Archiving the list

I see the posts made from GG are being archived at www.mail-archive.com. It doesn’t look as though the ones posted from Discourse are being captured. I have no idea if it’s easy or possible to get them to archive a Discourse board but it might be worth considering.

I don’t know anything about Mail Archive in particular (in the sense that I guess it’s a free service and we hope they stay around?). Looks like someone subscribed an email there at some point. There seem (from search results) to be various things that grab GG content.

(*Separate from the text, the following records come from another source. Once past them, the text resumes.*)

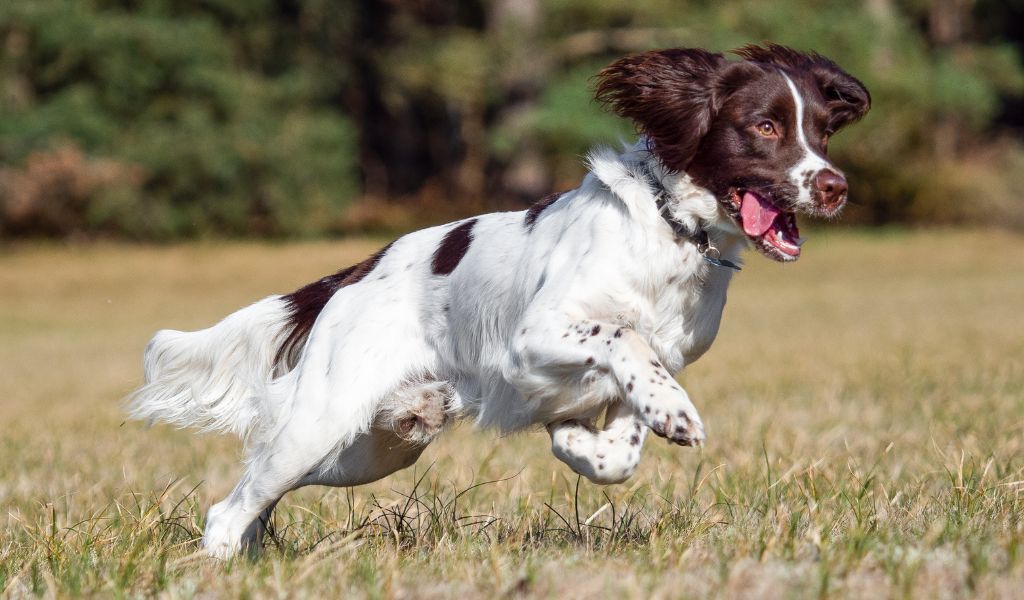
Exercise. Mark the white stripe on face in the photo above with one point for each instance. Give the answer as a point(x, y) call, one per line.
point(803, 172)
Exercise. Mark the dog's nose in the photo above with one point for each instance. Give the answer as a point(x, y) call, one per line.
point(830, 188)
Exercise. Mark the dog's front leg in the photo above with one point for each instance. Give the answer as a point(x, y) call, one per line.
point(556, 352)
point(608, 456)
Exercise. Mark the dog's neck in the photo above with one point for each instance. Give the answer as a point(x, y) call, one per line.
point(658, 197)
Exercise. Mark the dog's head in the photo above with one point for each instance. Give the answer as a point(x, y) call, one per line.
point(754, 132)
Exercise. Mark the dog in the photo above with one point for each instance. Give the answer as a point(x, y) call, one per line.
point(590, 302)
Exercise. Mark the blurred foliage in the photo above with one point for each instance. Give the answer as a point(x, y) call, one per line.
point(162, 119)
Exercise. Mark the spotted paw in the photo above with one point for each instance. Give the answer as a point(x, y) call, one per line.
point(682, 426)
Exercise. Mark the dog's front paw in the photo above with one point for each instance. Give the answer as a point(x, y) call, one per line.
point(682, 427)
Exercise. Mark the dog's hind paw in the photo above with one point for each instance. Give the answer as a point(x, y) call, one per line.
point(418, 413)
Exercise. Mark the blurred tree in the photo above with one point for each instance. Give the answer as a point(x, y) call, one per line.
point(181, 118)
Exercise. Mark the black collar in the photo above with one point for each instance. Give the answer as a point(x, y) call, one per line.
point(698, 236)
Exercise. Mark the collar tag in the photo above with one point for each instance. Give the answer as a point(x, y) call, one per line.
point(722, 262)
point(699, 237)
point(712, 255)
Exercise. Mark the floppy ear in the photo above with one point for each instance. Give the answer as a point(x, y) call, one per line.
point(846, 98)
point(670, 94)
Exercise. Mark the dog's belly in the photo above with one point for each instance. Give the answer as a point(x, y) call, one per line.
point(495, 402)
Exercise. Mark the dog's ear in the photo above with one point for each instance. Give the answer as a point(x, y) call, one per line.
point(671, 95)
point(846, 98)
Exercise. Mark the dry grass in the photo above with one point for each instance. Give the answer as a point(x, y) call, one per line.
point(864, 410)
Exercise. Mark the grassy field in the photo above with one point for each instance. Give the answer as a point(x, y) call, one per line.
point(864, 410)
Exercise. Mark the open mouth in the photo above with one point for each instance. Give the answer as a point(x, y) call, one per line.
point(772, 229)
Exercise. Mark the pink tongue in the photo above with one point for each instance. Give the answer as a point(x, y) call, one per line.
point(757, 214)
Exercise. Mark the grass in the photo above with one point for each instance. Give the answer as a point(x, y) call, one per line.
point(864, 409)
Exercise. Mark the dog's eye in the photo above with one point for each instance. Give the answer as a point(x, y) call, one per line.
point(767, 129)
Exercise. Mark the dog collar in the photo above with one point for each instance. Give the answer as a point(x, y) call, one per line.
point(698, 237)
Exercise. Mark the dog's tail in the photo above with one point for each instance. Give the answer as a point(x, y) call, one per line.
point(215, 379)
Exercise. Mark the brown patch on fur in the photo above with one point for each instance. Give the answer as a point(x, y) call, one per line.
point(453, 248)
point(305, 304)
point(535, 211)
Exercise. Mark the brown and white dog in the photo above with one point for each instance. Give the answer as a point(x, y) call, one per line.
point(591, 301)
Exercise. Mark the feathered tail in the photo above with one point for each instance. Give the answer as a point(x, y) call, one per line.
point(217, 378)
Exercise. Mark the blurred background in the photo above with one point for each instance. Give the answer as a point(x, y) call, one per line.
point(161, 120)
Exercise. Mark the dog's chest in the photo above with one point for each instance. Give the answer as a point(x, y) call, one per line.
point(681, 317)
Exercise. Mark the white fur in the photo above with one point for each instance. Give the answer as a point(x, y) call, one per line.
point(802, 173)
point(597, 306)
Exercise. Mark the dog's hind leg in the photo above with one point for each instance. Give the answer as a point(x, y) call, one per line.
point(608, 456)
point(407, 421)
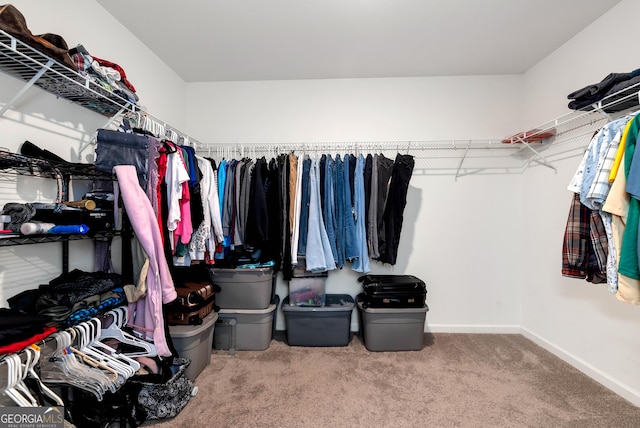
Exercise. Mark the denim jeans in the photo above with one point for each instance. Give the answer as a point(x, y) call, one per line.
point(329, 206)
point(349, 227)
point(340, 209)
point(361, 263)
point(318, 257)
point(304, 207)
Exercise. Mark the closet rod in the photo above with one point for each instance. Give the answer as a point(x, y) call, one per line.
point(140, 113)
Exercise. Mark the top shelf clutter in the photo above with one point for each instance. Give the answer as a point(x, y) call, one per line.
point(572, 131)
point(26, 63)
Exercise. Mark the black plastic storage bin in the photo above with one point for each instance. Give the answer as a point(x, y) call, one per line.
point(327, 325)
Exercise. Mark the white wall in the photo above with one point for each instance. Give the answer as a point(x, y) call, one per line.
point(457, 235)
point(487, 246)
point(582, 322)
point(63, 127)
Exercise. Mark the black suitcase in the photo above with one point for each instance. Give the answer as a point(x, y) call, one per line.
point(393, 291)
point(195, 301)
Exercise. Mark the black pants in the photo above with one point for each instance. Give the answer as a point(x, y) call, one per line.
point(394, 208)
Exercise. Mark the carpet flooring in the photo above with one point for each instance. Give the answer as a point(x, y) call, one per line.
point(456, 380)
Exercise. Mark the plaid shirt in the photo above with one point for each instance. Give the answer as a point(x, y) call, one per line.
point(584, 250)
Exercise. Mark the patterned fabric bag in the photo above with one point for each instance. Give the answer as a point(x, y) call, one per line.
point(166, 400)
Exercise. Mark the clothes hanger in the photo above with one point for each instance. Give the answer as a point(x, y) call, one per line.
point(31, 372)
point(57, 367)
point(76, 358)
point(114, 332)
point(129, 365)
point(94, 358)
point(12, 380)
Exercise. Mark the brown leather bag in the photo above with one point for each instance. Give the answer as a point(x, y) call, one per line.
point(13, 22)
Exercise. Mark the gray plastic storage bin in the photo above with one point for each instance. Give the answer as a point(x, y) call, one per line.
point(243, 288)
point(392, 329)
point(327, 325)
point(194, 342)
point(245, 329)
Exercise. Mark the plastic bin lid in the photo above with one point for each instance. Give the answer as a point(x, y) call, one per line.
point(272, 307)
point(332, 302)
point(425, 308)
point(181, 331)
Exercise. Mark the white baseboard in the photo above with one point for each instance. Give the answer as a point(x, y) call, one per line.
point(613, 384)
point(472, 328)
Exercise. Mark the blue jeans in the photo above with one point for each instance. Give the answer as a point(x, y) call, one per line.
point(304, 208)
point(329, 207)
point(361, 263)
point(318, 257)
point(349, 226)
point(340, 208)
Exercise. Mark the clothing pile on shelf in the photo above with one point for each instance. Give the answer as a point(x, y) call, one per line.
point(107, 74)
point(330, 209)
point(72, 297)
point(601, 235)
point(617, 92)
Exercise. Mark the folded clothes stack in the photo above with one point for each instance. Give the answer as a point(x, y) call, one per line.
point(617, 91)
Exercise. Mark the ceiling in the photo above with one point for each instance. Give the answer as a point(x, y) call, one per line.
point(227, 40)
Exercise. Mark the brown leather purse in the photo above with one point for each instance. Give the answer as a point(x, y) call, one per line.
point(13, 22)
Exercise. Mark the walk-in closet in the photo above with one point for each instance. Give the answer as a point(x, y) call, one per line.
point(327, 146)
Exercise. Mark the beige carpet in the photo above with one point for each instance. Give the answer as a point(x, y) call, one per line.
point(457, 380)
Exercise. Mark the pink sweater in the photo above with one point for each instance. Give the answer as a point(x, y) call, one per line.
point(147, 312)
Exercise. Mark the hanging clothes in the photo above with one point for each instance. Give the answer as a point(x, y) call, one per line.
point(319, 257)
point(392, 217)
point(361, 262)
point(147, 312)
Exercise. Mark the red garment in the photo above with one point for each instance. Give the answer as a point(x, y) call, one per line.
point(162, 170)
point(19, 346)
point(123, 75)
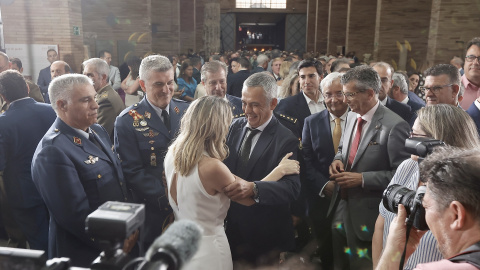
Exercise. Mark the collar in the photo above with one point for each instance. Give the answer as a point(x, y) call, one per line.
point(13, 102)
point(369, 115)
point(320, 98)
point(263, 126)
point(158, 109)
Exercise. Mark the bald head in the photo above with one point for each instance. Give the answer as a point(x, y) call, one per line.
point(59, 68)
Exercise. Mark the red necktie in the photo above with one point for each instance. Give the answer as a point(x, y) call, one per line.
point(356, 141)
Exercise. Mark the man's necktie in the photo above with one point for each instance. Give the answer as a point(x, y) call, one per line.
point(356, 141)
point(166, 119)
point(337, 133)
point(247, 147)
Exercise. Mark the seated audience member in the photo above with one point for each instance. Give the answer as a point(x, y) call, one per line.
point(186, 82)
point(451, 211)
point(442, 122)
point(75, 169)
point(33, 89)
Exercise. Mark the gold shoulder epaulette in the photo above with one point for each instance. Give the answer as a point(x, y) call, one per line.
point(291, 119)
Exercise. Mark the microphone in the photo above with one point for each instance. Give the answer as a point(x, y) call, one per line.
point(175, 246)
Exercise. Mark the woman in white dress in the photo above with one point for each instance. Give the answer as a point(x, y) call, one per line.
point(196, 176)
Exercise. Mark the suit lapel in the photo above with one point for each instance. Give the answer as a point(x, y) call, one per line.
point(263, 142)
point(155, 121)
point(372, 130)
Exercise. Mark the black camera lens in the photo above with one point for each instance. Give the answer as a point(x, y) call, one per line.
point(397, 194)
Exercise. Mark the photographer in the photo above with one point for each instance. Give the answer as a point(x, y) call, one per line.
point(442, 122)
point(452, 208)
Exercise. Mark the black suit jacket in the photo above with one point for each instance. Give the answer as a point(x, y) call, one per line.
point(402, 110)
point(267, 225)
point(235, 82)
point(296, 107)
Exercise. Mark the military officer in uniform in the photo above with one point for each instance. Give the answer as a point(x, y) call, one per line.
point(143, 133)
point(75, 169)
point(214, 78)
point(109, 102)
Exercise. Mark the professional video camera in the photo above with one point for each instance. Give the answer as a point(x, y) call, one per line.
point(412, 200)
point(111, 223)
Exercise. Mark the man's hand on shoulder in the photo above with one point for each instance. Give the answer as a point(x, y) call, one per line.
point(238, 190)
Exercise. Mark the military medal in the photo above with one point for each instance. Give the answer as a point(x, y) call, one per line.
point(153, 160)
point(91, 160)
point(77, 140)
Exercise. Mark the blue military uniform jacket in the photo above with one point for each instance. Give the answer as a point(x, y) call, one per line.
point(142, 140)
point(74, 177)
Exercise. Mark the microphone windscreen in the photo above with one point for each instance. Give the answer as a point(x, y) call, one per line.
point(182, 238)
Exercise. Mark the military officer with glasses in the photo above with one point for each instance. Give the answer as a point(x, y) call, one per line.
point(471, 78)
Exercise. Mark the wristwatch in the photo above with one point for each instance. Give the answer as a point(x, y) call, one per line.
point(256, 198)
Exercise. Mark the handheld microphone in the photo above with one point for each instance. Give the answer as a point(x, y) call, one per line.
point(175, 246)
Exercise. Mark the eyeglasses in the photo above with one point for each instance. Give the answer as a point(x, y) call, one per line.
point(351, 95)
point(434, 89)
point(471, 58)
point(337, 95)
point(412, 134)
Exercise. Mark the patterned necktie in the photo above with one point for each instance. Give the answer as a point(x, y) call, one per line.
point(247, 147)
point(166, 119)
point(356, 141)
point(337, 133)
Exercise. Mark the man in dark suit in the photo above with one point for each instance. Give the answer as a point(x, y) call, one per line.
point(257, 234)
point(399, 92)
point(75, 169)
point(371, 149)
point(310, 100)
point(22, 126)
point(214, 78)
point(241, 71)
point(321, 137)
point(143, 133)
point(385, 71)
point(44, 77)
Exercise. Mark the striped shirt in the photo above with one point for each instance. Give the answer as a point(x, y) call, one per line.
point(407, 175)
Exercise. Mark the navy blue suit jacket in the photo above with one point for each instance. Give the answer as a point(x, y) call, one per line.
point(236, 104)
point(267, 225)
point(44, 79)
point(296, 107)
point(475, 114)
point(402, 110)
point(235, 82)
point(22, 127)
point(415, 98)
point(318, 151)
point(142, 150)
point(75, 177)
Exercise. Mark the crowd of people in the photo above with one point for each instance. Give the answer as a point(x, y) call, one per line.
point(281, 158)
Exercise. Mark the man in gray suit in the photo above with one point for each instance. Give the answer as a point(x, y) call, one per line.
point(371, 149)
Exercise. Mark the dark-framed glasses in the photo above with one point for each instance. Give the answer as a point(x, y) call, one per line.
point(434, 89)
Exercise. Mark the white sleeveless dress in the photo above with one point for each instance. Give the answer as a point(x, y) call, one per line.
point(194, 203)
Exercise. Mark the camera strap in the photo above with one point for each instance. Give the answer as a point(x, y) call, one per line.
point(471, 255)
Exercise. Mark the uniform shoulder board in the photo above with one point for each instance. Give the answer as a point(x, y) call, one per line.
point(293, 120)
point(238, 115)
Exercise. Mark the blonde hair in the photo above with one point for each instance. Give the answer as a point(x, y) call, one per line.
point(204, 127)
point(450, 124)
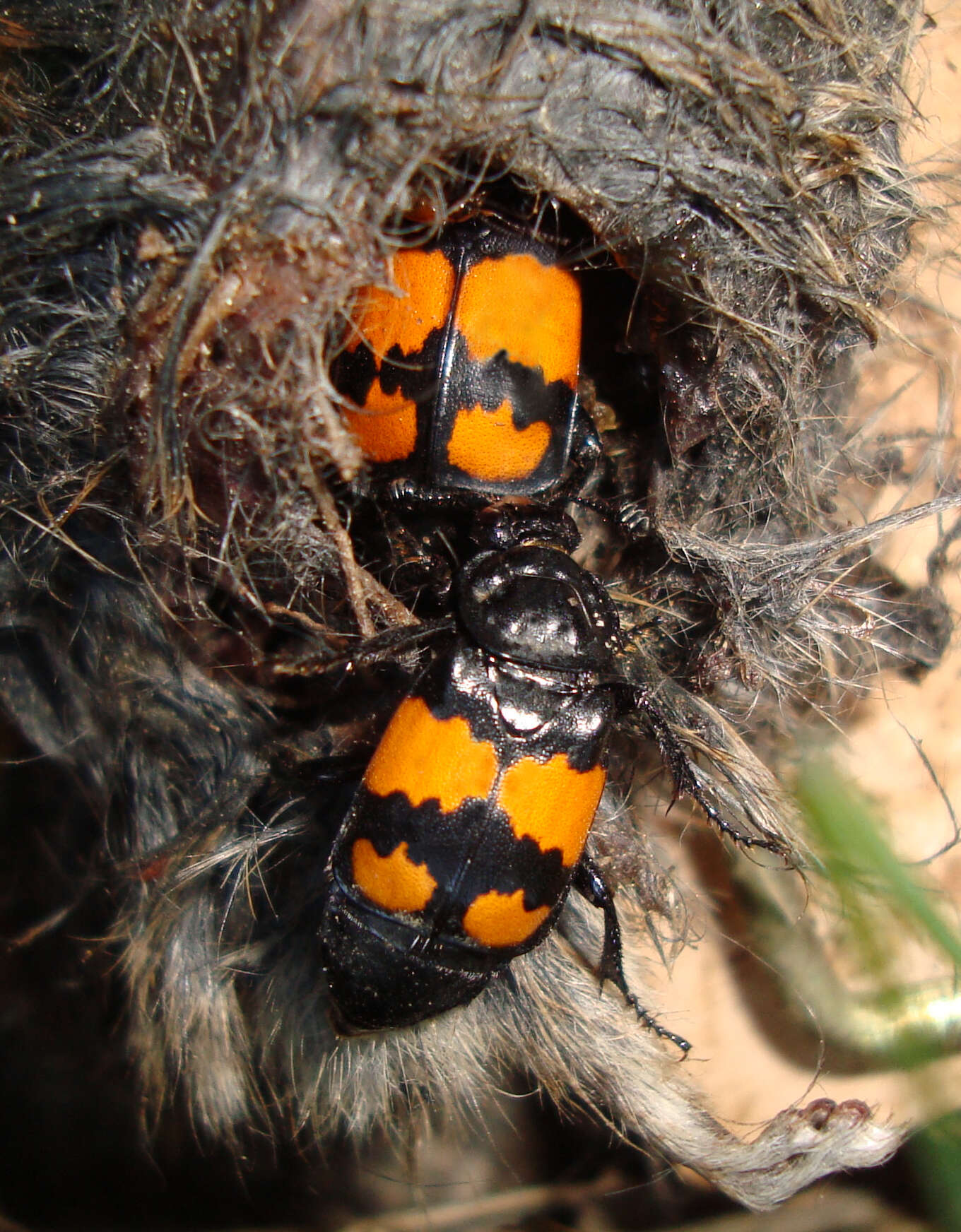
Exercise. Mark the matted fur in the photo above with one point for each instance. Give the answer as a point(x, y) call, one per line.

For Discourse, since it isn’t email first, the methods are slightly different. We have backups, plus the entire server is backed up. It also should be web crawlable so e.g. Internet Archive / Wayback Machine can get content as needed.

I did a little research, and the Discourse Data Explorer Plugin (which “explores” the data in the database) can be used to export to CSV, among other formats

@clutterstack can you say more about what you think should be done?

Do you want to take on researching this and making recommendations?

For me, the ideal archive for the forums would be a GitHub repo that anyone could clone and use offline.

Given that Discourse uses an RDBMS, presumably we’d need a Cron job/GitHub Action that periodically uses the API to update the archive and commit it back.

There seems to be a data-explorer plugin:

So once we know how to extract the content in a format that works, there is a JSON and a CSV export button in the UI screenshots. …

The docker container running the app seems to have a postgresql cli installed. But I don’t know how easy it will be to send data to the outside. … But it should be possible.

@jeremyruston What format would the archive ideally take on GitHub?

It looks as though lots of people have talked about archiving Discourse sites, but there doesn’t seem to be one obvious solution.

Here’s one fairly info-rich thread on it: A basic Discourse archival tool - dev - Discourse Meta. After a quick scan, it looks like everybody there is talking about crawling the forum site and making a kind of limited static copy rather than using database queries.

Suggestions there:

HTTrack website copier (older, general-purpose tool, infinite scroll a barrier?)

A Juptyer notebook by the thread’s OP Mark McClure for archiving his Discourse site – example output

A fork of Mark McClure’s ArchiveDiscourse by GitHub user kitsandkats notably grabbing all the posts in a topic. Results: https://discuss-learn.media.mit.edu/ Note lack of dates.

User Brecht Machiels mentions at the end of the thread he used wget to download his site, and, in ways I haven’t investigated yet, ends up with a searchable archive using replayweb.page (a viewer) and WACZ format (a " working draft/proposal for a directory structure + ZIP format specification for sharing and distributing web archives"). This was interesting because he mentions search.

I’m not advocating any of these approaches, just exploring.

1 Like

Thanks for doing this research, it’s a great start!

I think Jeremy is thinking about portability rather than backup (so JSON files or HTML for example).

Including, make it work offline, specifically for search-ability.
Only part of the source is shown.